I only asked for the bare minimum amount of PayPal donations to pay rent.  I didn't want to overly rely on online solicitations for all my bills.  But if you like my writing or if you're a fan of Mac OS, I would be willing to accept donations that would help me get another iMac.

I'm probably as likely to get enough donations for that as I am to get hired on somewhere... Either way, I hope I'm wrong.

Friday, January 3, 2014

Dreams & Ambitions.

During this whole ordeal of not having rent, I mentioned in a tweet to Chris Hayes that, I too, had dreams and ambitions.  The perception, which I feel is woefully undeserved, is that poor people are rudderless, lazy, and don't want to improve their situation.

That just isn't true.  I do think many poor people reach a point where being poor for so long has sapped their energy.  If you treat someone like a prisoner, they will begin to act like a prisoner. If you treat someone like they are not good enough, then eventually, they will begin to believe it.

Someone on twitter asked me to 'sell myself' to him before he would consider donating.  It felt a little demeaning, considering the guy only had about 70 followers and less than 900 tweets to his name. Of course, I was begging for money...

But I do have dreams and ambitions.

Ultimately, I would like a creative career.  My strengths are in retaining technical knowledge, coming up with ideas, writing, editing, and saying inappropriate things.  Ok... not sure if the last thing is a huge selling point, but I my speech is not muted by fear of ridicule.

My education is in the food industry, operations management, and food science, so I feel I should try to incorporate that into my career.  The 2 directions I come up with is R&D and marketing. Both are what I consider creative careers. I like thinking about possibilities, brainstorming... meeting, I love meetings.  I like environments where I can display my thoughts on a particular subject.  

When I watch shows like All In with Chris Hayes, I imagine myself on the panel, adding my two cents to whatever is going on in the world.  Of course, that seems a lot less likely.  The point is that I like to think about an issue and offer my analysis or solutions. As far as that goes, I don't have a preference between doing product development or proofreading a weekly grocery ad.

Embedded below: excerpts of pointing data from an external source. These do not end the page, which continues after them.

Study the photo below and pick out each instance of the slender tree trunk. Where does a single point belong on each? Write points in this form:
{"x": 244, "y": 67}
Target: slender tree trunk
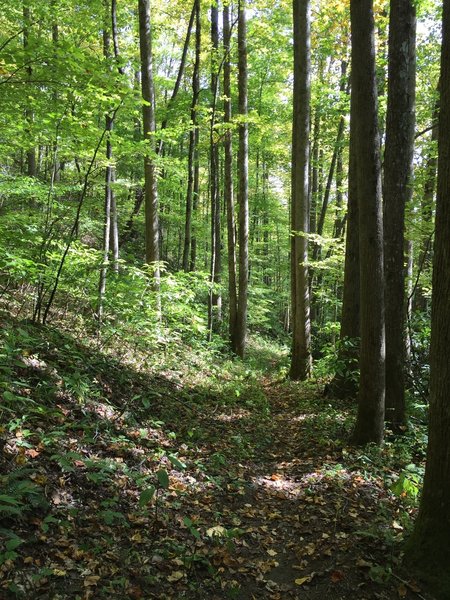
{"x": 215, "y": 300}
{"x": 148, "y": 117}
{"x": 193, "y": 136}
{"x": 241, "y": 319}
{"x": 314, "y": 191}
{"x": 326, "y": 198}
{"x": 228, "y": 179}
{"x": 301, "y": 334}
{"x": 429, "y": 549}
{"x": 420, "y": 300}
{"x": 29, "y": 114}
{"x": 344, "y": 384}
{"x": 109, "y": 126}
{"x": 398, "y": 171}
{"x": 370, "y": 419}
{"x": 177, "y": 85}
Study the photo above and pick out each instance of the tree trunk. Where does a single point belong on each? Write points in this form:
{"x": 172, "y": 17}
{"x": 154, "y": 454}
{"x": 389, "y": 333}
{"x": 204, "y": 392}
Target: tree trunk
{"x": 215, "y": 300}
{"x": 228, "y": 179}
{"x": 398, "y": 169}
{"x": 429, "y": 549}
{"x": 29, "y": 114}
{"x": 193, "y": 137}
{"x": 420, "y": 300}
{"x": 370, "y": 419}
{"x": 148, "y": 117}
{"x": 241, "y": 319}
{"x": 301, "y": 334}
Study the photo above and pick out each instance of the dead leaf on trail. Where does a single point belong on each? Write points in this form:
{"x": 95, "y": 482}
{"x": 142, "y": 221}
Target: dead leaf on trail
{"x": 175, "y": 576}
{"x": 32, "y": 453}
{"x": 302, "y": 580}
{"x": 337, "y": 576}
{"x": 363, "y": 563}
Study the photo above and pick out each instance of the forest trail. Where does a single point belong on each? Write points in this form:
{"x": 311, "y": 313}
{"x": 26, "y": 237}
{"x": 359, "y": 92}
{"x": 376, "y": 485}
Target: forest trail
{"x": 313, "y": 525}
{"x": 205, "y": 482}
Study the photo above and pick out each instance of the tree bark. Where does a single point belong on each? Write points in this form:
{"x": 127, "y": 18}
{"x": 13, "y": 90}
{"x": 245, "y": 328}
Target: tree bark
{"x": 344, "y": 383}
{"x": 370, "y": 420}
{"x": 148, "y": 117}
{"x": 429, "y": 549}
{"x": 228, "y": 180}
{"x": 301, "y": 334}
{"x": 398, "y": 171}
{"x": 193, "y": 137}
{"x": 241, "y": 318}
{"x": 215, "y": 300}
{"x": 29, "y": 114}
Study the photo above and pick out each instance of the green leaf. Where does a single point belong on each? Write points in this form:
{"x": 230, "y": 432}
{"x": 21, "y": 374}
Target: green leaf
{"x": 163, "y": 478}
{"x": 13, "y": 543}
{"x": 147, "y": 495}
{"x": 176, "y": 462}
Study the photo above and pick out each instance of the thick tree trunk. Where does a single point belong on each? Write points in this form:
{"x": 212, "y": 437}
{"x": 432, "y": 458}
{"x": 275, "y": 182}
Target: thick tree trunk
{"x": 301, "y": 334}
{"x": 370, "y": 419}
{"x": 148, "y": 117}
{"x": 228, "y": 179}
{"x": 429, "y": 549}
{"x": 241, "y": 319}
{"x": 398, "y": 157}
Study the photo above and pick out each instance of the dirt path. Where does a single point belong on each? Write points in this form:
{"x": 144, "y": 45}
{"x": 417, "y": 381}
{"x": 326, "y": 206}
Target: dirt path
{"x": 314, "y": 528}
{"x": 126, "y": 485}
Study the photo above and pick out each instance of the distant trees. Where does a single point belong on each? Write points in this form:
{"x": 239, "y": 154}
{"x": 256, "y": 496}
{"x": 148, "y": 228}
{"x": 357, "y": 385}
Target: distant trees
{"x": 301, "y": 328}
{"x": 429, "y": 547}
{"x": 149, "y": 125}
{"x": 370, "y": 420}
{"x": 398, "y": 157}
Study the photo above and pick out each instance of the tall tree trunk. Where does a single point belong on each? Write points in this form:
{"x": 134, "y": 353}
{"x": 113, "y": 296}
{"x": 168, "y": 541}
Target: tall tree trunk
{"x": 193, "y": 137}
{"x": 29, "y": 114}
{"x": 177, "y": 85}
{"x": 429, "y": 549}
{"x": 420, "y": 300}
{"x": 301, "y": 334}
{"x": 398, "y": 170}
{"x": 148, "y": 117}
{"x": 370, "y": 420}
{"x": 344, "y": 383}
{"x": 215, "y": 300}
{"x": 241, "y": 319}
{"x": 228, "y": 179}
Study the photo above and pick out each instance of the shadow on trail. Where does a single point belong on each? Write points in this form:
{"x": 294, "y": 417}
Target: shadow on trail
{"x": 144, "y": 486}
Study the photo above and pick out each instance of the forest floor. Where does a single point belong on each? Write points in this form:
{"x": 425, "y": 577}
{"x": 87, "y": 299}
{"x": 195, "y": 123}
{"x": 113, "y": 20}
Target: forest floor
{"x": 194, "y": 480}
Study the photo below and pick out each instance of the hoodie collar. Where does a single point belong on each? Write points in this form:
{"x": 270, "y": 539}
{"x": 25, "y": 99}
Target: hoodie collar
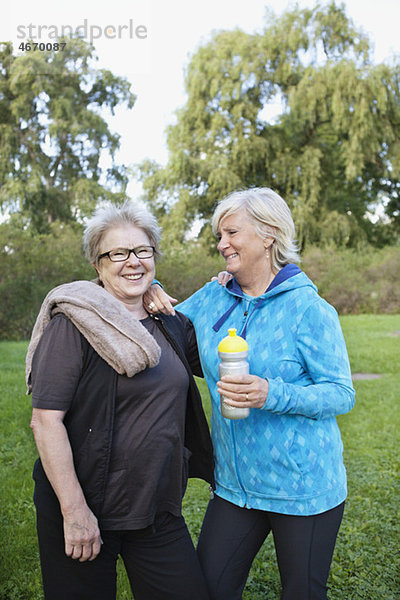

GREAT NEWS!!!  I have hit the amount of money I set out to raise - $1,040!  That amount is what I need to cover December and January rent.  It was a colossal effort that has left me very emotionally drained.  I was raised(mostly) on a hog farm, living in an old farm house with a wood burning furnace and no indoor plumbing, so asking for help is not very easy for me.  

I honestly don't know how politicians maintain sufficient guile to continually fundraise.  

A big thanks to the following for RT'ing my tweets:

Chris Hayes - Being mentioned on his show was huge.

Ed Schultz  -  Many RT's came from his followers.

Keith Olbermann - Honestly, nobody increased my page views more from a single retweet. That man is a force of nature. MSNBC should regret losing him.

Lawrence O'Donnell - Big fan of his. His RT garnered page hits and much respect.

Ana Marie Cox - Not only did she RT, but she donated as well. Someone get her a show! My cat, Ms. Teschmacher thanks you...

Tracy Clayton a.k.a. @BrokeyMcPoverty

My next step is to call up the building manager, Rick, and see if he'll stop the eviction if I give him all the rent.  If not, I'll have to take the money I raised, and scramble to find another apartment.

Last special thanks to my great friend, Shane Chaney.  We grew up in the same town and now live 1 street away in the Clifton neighborhood in Cincinnati.  He has bought more dinners for me than I can count, and thanks to him simply being there, I have maintained my sanity.  He also loaned me the money for November's rent, which I hope to pay back sooner than later.  

Shane is an accomplished freelance Audio/Video engineer who can think fast on his feet, direct, and consult on anything from home theater set up to coordinating sound/video for a major convention. 

If you need someone that fits that description, please look him up.

Thanks to everyone.  I'll update you all with what the building guy says later.